ECLI:NL:RBAMS:2013:8999

Rechtbank Amsterdam

Datum uitspraak
11 september 2013
Publicatiedatum
27 december 2013
Zaaknummer
HA RK 13.255
Instantie
Rechtbank Amsterdam
Type
Uitspraak
Rechtsgebied
Strafrecht
Procedures
  • Wraking
Rechters
Vindplaatsen
  • Rechtspraak.nl
AI samenvatting door LexboostAutomatisch gegenereerd

Wraking van rechters in strafzaak wegens onterecht afzien van getuigenverhoor

In deze zaak heeft de rechtbank Amsterdam op 11 september 2013 uitspraak gedaan op een wrakingsverzoek van de verdachte in een strafzaak met parketnummer 13/660237-12. Het verzoek tot wraking was ingediend door de verdachte, vertegenwoordigd door zijn raadsvrouw, mr. B.G.M.C. Peters, naar aanleiding van een eerdere beslissing van de rechters om getuigen niet ter zitting te horen. De rechtbank had eerder op 3 april 2013 besloten dat het noodzakelijk was om twee getuigen te horen in het kader van het verweer van de verdediging. Echter, op 9 augustus 2013, tijdens een zitting, werd besloten om de getuigen niet te horen, wat leidde tot het wrakingsverzoek.

De rechtbank oordeelde dat de rechters in strijd hadden gehandeld met artikel 12 van de Wet op de Rechterlijke Organisatie door zonder de verdediging te consulteren met het openbaar ministerie te communiceren over de zaak. De oudste rechter had in een e-mail aan de officier van justitie laten weten dat er geen bijzondere reden was om de getuigen ter zitting te horen, wat niet gemotiveerd was en waarover de raadsvrouw niet was geraadpleegd. Dit leidde tot de conclusie dat de rechters de eerdere beslissing onterecht hadden herzien zonder de verdediging te betrekken.

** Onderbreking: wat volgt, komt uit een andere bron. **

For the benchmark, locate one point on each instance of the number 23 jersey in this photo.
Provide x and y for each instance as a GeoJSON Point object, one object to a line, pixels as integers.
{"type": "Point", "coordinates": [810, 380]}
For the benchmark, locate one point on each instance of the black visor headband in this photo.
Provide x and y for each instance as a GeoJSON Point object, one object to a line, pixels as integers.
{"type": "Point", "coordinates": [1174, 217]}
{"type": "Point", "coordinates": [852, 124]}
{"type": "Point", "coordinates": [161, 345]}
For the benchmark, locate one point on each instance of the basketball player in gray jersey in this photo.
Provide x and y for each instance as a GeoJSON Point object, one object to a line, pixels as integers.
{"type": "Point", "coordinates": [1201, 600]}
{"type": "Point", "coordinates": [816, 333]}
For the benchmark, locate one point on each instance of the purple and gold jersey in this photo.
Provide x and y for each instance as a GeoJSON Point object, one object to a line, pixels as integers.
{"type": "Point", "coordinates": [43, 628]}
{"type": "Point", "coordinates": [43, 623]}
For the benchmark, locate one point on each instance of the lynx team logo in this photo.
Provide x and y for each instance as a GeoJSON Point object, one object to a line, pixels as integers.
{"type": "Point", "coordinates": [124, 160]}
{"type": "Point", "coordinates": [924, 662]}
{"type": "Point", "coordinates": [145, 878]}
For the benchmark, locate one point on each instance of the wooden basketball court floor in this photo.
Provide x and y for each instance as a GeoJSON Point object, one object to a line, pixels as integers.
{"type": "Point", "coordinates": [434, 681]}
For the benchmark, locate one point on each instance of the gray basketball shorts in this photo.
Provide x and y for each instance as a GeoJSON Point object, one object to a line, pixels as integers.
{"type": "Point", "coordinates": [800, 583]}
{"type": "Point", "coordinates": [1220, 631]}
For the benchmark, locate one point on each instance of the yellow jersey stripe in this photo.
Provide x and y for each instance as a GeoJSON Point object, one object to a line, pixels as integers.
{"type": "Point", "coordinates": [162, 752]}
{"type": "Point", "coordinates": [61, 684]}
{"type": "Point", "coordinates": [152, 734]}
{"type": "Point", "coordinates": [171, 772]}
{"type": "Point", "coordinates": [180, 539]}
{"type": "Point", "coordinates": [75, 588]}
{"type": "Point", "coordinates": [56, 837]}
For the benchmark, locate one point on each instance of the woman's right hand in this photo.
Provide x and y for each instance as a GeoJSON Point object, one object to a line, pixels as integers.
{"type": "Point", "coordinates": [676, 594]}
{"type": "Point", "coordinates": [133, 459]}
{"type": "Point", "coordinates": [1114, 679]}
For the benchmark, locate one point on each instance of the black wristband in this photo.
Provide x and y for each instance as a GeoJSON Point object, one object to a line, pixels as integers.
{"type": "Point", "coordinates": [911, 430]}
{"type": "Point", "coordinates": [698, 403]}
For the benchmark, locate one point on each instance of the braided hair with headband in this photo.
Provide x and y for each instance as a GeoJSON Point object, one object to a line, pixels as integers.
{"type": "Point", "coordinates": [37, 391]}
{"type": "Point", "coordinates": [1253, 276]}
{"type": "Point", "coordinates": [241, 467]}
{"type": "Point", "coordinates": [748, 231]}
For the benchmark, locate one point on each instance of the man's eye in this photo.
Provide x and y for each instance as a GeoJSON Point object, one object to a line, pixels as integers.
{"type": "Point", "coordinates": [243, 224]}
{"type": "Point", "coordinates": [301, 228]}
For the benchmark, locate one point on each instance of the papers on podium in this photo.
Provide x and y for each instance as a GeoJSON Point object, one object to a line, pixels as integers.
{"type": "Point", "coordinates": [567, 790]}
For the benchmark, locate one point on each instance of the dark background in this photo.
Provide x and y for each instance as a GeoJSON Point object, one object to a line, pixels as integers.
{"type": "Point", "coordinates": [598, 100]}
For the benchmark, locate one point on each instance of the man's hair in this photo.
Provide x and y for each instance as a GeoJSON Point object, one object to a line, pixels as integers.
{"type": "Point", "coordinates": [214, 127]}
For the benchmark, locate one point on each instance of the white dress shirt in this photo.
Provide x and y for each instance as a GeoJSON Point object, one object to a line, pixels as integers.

De rechtbank oordeelde dat de gang van zaken de schijn van partijdigheid wekte en dat de beslissing om het wrakingsverzoek toe te wijzen gerechtvaardigd was. De rechtbank besloot dat de behandeling van de strafzaak heropend moest worden door een andere meervoudige kamer. De beslissing werd genomen in het belang van een eerlijke procesvoering en om de rechten van de verdachte te waarborgen.

Uitspraak

RECHTBANK AMSTERDAM

Beschikking op het op 9 augustus 2013 ter zitting gedane en onder rekestnummer
HA RK 13.255 ingeschreven verzoek van:
[verzoeker],
wonende te [woonplaats],
verzoeker,
raadsvrouw: mr. B.G.M.C. Peters,
advocaat te Amsterdam,
welk verzoek strekt tot wraking van mrs. J.A.A.G. de Vries, voorzitter, en W.F. Korthals Altes en R. Hirzalla, leden van de meervoudige kamer, rechters te Amsterdam, hierna: de rechters.
Verloop van de procedure
De rechtbank heeft kennisgenomen van de navolgende processtukken:
- het proces-verbaal terechtzitting d.d. 9 augustus 2013 met daaraan gehecht de pleitnota van de raadsvrouw inhoudende het wrakingsverzoek;
- de schriftelijke reactie van de voorzitter namens de rechters d.d. 22 augustus 2013.
De rechters hebben meegedeeld dat zij niet berusten in het wrakingsverzoek.
Het verzoek is behandeld op 28 augustus 2013 waar de raadsvouw en de officier van justitie, mr. K.M. Römer zijn gehoord. Vanwege het uitlopen van een eerdere zitting van de rechtbank was de voorzitter van de meervoudige kamer niet meer in staat de mondelinge behandeling bij te wonen. De raadsvrouw heeft een pleitnota met bijlage overgelegd. De uitspraak is bepaald op 11 september 2013.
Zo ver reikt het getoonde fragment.